Simile è l’esperienza che Pietro vive presso il lago di Gennèsaret, secondo il racconto di Luca. Possiamo infatti suddividere il brano in tre piccole scene, collegate da un filo rosso che ha per protagonista la parola di Dio che in Gesù si fa carne. Nel primo quadro, Gesù annuncia la parola di Dio e le folle la ascoltano. Attorno alla sua parola la gente fa ressa, perché intuisce che non è come le altre parole, ma è capace di donare senso autentico alla vita, riscattandola da ogni illusione o vacuità.
Nel secondo quadro l’evangelista ci conduce più in profondità.

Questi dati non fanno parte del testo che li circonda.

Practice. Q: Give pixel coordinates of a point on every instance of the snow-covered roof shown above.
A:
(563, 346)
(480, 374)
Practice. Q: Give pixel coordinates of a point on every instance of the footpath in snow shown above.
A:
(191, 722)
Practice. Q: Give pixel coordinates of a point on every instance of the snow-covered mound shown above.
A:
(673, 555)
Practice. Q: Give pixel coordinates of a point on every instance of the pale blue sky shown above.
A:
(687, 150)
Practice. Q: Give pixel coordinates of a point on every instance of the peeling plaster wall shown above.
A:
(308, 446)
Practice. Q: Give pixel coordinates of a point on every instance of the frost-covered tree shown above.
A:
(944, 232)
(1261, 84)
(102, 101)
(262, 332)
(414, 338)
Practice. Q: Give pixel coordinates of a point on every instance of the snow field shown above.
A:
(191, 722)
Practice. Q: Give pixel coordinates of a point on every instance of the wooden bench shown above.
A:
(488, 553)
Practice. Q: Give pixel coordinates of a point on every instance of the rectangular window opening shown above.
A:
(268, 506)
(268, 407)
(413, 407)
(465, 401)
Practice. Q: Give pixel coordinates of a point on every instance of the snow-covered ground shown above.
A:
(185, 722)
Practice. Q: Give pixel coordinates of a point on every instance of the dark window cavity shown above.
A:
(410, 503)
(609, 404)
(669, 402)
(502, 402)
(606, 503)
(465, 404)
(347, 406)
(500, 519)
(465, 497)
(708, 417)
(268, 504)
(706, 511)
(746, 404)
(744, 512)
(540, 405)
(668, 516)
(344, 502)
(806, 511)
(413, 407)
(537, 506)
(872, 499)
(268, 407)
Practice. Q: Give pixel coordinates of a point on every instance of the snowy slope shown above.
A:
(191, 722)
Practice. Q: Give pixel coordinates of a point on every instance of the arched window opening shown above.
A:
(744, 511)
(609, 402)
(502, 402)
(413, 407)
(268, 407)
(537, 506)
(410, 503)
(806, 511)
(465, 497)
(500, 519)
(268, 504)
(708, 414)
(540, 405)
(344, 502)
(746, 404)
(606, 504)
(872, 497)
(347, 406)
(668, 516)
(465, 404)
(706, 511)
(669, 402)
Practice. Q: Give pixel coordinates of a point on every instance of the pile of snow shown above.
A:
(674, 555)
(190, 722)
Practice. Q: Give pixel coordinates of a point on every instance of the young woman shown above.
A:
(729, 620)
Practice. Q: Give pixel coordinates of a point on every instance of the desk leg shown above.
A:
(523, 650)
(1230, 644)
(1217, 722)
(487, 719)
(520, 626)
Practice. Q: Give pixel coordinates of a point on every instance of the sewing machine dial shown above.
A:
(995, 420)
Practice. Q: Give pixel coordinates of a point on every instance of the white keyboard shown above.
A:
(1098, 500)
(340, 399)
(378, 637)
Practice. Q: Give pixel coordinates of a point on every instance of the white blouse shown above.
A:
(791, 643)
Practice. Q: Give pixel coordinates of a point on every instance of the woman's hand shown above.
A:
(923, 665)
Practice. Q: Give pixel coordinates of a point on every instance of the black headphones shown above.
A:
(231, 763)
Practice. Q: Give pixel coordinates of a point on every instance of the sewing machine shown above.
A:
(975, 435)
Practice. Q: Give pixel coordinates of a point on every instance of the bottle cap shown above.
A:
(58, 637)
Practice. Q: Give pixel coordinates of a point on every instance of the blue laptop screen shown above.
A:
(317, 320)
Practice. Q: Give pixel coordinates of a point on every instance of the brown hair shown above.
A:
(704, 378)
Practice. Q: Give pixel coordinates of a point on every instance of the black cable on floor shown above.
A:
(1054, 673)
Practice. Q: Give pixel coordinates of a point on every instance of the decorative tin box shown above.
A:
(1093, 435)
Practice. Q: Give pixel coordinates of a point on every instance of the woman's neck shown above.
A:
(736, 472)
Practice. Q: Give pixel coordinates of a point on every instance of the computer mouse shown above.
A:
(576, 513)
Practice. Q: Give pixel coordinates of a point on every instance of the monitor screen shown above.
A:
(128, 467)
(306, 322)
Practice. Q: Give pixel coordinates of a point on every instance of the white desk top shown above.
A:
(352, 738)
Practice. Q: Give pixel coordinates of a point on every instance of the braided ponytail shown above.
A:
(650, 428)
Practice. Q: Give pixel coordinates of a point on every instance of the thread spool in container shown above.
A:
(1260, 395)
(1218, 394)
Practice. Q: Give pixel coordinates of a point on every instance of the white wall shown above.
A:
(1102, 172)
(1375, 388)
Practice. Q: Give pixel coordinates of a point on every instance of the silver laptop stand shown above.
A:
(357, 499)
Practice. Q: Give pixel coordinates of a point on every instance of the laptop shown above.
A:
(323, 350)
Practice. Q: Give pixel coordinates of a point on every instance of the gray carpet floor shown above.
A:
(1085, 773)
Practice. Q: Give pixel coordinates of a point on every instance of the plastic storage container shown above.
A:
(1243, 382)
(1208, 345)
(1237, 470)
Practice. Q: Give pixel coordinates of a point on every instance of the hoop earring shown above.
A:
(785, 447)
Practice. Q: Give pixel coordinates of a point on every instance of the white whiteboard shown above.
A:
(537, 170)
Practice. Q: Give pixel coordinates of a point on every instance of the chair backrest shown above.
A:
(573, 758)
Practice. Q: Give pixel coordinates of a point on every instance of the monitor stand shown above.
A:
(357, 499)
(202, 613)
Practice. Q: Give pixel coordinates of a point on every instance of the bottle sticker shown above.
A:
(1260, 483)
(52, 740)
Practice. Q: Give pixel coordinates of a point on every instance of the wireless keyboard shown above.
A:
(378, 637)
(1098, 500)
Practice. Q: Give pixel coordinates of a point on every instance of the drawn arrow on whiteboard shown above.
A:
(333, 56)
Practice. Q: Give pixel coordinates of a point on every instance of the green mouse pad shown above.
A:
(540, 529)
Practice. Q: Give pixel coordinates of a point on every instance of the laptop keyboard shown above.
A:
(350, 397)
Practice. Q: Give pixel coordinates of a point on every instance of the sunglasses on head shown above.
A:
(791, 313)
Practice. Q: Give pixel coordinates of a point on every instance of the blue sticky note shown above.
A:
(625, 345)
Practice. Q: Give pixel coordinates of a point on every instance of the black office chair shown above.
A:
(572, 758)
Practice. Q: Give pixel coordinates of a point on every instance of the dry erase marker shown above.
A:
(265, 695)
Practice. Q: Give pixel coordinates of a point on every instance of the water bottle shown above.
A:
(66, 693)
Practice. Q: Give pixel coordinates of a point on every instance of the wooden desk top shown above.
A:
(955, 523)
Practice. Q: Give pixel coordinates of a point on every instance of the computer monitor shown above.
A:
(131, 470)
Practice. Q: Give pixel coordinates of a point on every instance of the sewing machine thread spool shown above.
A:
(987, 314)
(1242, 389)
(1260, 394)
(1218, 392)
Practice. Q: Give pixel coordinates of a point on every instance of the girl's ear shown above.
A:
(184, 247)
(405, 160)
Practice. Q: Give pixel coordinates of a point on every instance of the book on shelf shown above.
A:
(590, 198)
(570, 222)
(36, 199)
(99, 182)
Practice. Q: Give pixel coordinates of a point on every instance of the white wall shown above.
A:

Dal volto anonimo e impersonale della folla emergono alcuni volti e alcuni nomi. L’incontro con Gesù è sempre personale ed esige di uscire dall’anonimato della gente per incontrarlo faccia a faccia, lasciando che egli ci chiami con il nostro nome per poterlo a nostra volta chiamare con il suo nome. In particolare per Pietro questo incontro personale si attua attraverso un diverso rapporto con la parola di Dio. Finora l’ha ascoltata, al pari degli altri, confuso nella folla; ora questa parola esige da lui una decisione personale e responsabile, che soltanto Pietro, nella sua libertà e in prima persona, può e deve assumere:
«Sulla tua parola getterò le reti» (Lc 5,5).
Gesù aveva usato un plurale: «gettate le vostre reti»; Pietro risponde in prima persona «io getterò le reti» (cf. Lc 5,4-5). Adesso per Pietro non si tratta più di ascoltare la parola di Gesù come fanno le folle; ora questa parola lo coinvolge personalmente e gli chiede di diventare il criterio ultimo del suo discernimento, del suo giudizio, della sua azione. Pietro decide di fidarsi della parola di Gesù e in questo modo potrà costatarne l’efficacia: le reti, prima vuote, si riempiono di una quantità smisurata di pesci. La nostra relazione con il Signore si personalizza, e noi usciamo dall’anonimato della folla per incontrarlo faccia a faccia, ogni volta che la sua parola diviene per noi criterio di giudizio e di azione, fondamento della nostra vita; oltre ad ascoltarla, su di essa ci decidiamo, anche quando appare inutile, inefficace, contraddetta dalla nostra esperienza.
La vicenda di Pietro non si conclude tuttavia a questo punto, c’è una terza scena, molto breve, in cui risuona ancora la parola di Gesù, che assume un aspetto nuovo e ulteriore. Da criterio di giudizio e di azione, diventa una parola potente che trasforma la vita di Pietro, lo chiama a conversione, gli promette un futuro diverso, per il quale si offre come unica garanzia:
«d’ora in poi sarai pescatore di uomini» (Lc 5,10).
Anche Isaia viene trasformato dall’incontro con il Signore: il carbone ardente che gli tocca la bocca lo fa passare dalle labbra impure, anche perché incapaci di parlare in modo giusto e santo, alla possibilità di dire la parola necessaria, che rende la sua vita obbediente alla parola di Dio e disponibile a compiere la sua volontà:
«Eccomi, manda me!» (Is 6,8).
Analoga è l’esperienza di Paolo, che egli stesso descrive ai Corinzi: lui, che ha perseguitato la Chiesa di Dio, ora diviene un’altra persona, per la grazia di Dio che in lui non rimane vana, inattiva (cf. 1Cor 15,10).
Conoscere più profondamente Dio significa dunque fare esperienza di questa sua fecondità sorprendente, che converte, trasforma, purifica, fa nuove tutte le cose e soprattutto rinnova il nostro cuore e la nostra vita. Dio ci viene oggi rivelato, da questa liturgia della Parola domenicale, come «colui che riempie». Riempie di sé e della sua gloria il tempio (cf. Is 6,1.4), anzi «tutta la terra» (cf. Is 6,2). Riempie le reti vuote di Pietro e dei suoi compagni (cf. Lc 5,6). Riempie della sua grazia la vita di ciascuno di noi, colmandola di stupore – di quello stesso stupore che invade Pietro e tutti coloro che erano con lui (cf. Lc 5,9) – per quanto ci consente di realizzare, nonostante le nostre labbra impure, come esclama Isaia, nonostante il nostro riconoscerci peccatori, come confessa Pietro (cf. Lc 5,8).